Here's the question: https://leetcode.com/problems/coin-change/

I'm having some trouble understanding two different methods of dynamic programming used to solve this problem. I'm currently going through the Grokking Dynamic Programming course from educative.io, and their approach is to use subsets to search for each combination. They go about testing if a coin is viable, if so, then try it in the DFS. If not, skip the coin and go to the next index and try the next coin.

Here's Grokking's approach with memoization:

    def coinChange(self, coins: List[int], amount: int) -> int:
        def dfs(i, total, memo):
            key = (i, total)
            if key in memo:
                return memo[key]
            if total == 0:
                return 0
            if len(coins) == 0 or i >= len(coins):
                return inf
            
            count = inf
            if coins[i] <= total:
                res = dfs(i, total - coins[i], memo)
                if res != inf:
                    count = res + 1
                    
            memo[key] = min(count, dfs(i + 1, total, memo))
            return memo[key]
        return dfs(0, amount, {}) if dfs(0, amount, {}) != inf else -1

It doesn't do very well on Leetcode; it runs very slowly (but passes, nonetheless). The efficient algorithm that was in the discussions was this:

    def coinChange(self, coins: List[int], amount: int) -> int:
        @lru_cache(None)
        def dp(sum):
            if sum == 0: return 0
            if sum < 0: return float("inf")

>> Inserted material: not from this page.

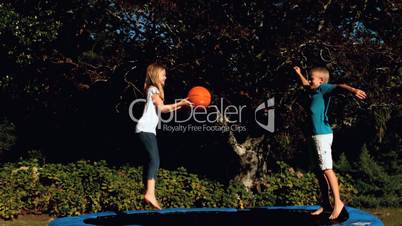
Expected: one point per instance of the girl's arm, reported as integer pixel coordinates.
(156, 99)
(302, 78)
(357, 92)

            count = float('inf')
            for coin in coins:
                count = min(count, dp(sum - coin))

            return count + 1
        return dp(amount) if dp(amount) != float("inf") else -1

Does this second code have the same logic as "testing the subsets of coins?" What's the difference between the two? Is the for-loop a way of testing the different subsets, like with backtracking?

I tested the second algorithm with memoization in a dictionary, like the first, using sum as the key, and it tanked in efficiency. But then I tried using the @lru_cache with the first algorithm, and it didn't help.

Could anyone explain why the second algorithm is so much faster? Is it my memoization that sucks?

Answer 1

Does this second code have the same logic as "testing the subsets of coins?"

If with subset you mean the subset of the coins that is still available for selection, then: no. The second algorithm does not reduce the problem in terms of coins ; it reasons that at any time any coin can be selected, irrespective of previous selections. Although this may seem inefficient as it tries to take the same combinations in all possible permutations, this downside is minimised by the effect of memoization.

What's the difference between the two?

• The first one takes coins in the order they are given, never going back to take an earlier coin once it has decided to go to the next one. So doing, it tries to reduce the problem in terms of available coins . The second one doesn't care about the order and looks at any permutation, it only reduces the problem in terms of amount .
• This first one has a larger memoization collection because the index is part of the key, whereas the second uses a memoization collection that is only keyed by the amount.
• The first one makes a recursive call even when no coin is selected (the one at the end of the inner function), since that fits in the logic of reducing the problem to fewer coins . The second one only makes a recursive call when the amount is further reduced.

Is the for-loop a way of testing the different subsets, like with backtracking?

If with subset you mean that the problem is reduced to fewer coins, then no: the second algorithm doesn't attempt to apply that methodology. The for loop is just a way to consider every coin. It doesn't reduce the problem size in terms of available coins , only in terms of remaining amount .

Could anyone explain why the second algorithm is so much faster?

It is faster because the memoization key is smaller, leading to more hits, leading to fewer recursive calls. You can experiment with this and add global counters that count the number of executions of both inner functions ( dfs and dp ) and you'll see a dramatic difference there.

Is it my memoization that sucks?

You could say that, but it is too harsh.